A new enrichment strategy of dissimilatory iron-reducing bacteria for remediation of organic-contaminated river sediments: Process, performance, and mechanism

Abstract

Dissimilatory iron-reducing bacteria (DIRB) have been widely applied to organic matter metabolism in sediments due to their specific biological properties, which are significantly affected by environmental factors. Until now, there has been no systematic study on applying these effects of environmental factors to DIRB enrichment. In this study, we identified the critical environmental factors through RDA, PLS-PM, and correlation analysis and then adjusted the proportion of these factors (C/Fe, C/N, and Fe/S) through single-factor and response surface experiments to enrich DIRB. The performance of the enriched DIRB in carbon metabolism of organic-rich sediments was analyzed by remediation experiment, and the metabolic mechanism was revealed through iron-reducing performance, community structure, and functional genes.

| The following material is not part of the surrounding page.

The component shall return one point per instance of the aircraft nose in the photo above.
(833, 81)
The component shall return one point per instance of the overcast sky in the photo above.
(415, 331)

The results showed that the carbon, nitrogen, phosphorus, and sulfur were crucial factors influencing the activity of DIRB in river sediments, and the enriched mud-bacteria mixture containing a large amount of DIRB (referred to as “DMB”) obtained by domestication under C/Fe = 0.492 and C/N = 13.659 showed the highest iron reduction rate of 55.51% ± 2.53%. The DMB exhibited better-sustained removal of total organic matter (TOM), which was higher than the control (MB) by 8.81%. Moreover, we discovered that the enriched DIRB: (1) had a better reduction effect on different Fe(III) forms, especially in carbon-limited and iron-limited conditions. (2) increased in abundance and established a beneficial symbiotic relationship with hydrolytic acidifying bacteria. (3) showed an increased abundance of functional pathways associated with organismal systems and signal processing (such as ABC transporters and Translation). These findings revealed the reasons for the improved efficiency of organic matter metabolism.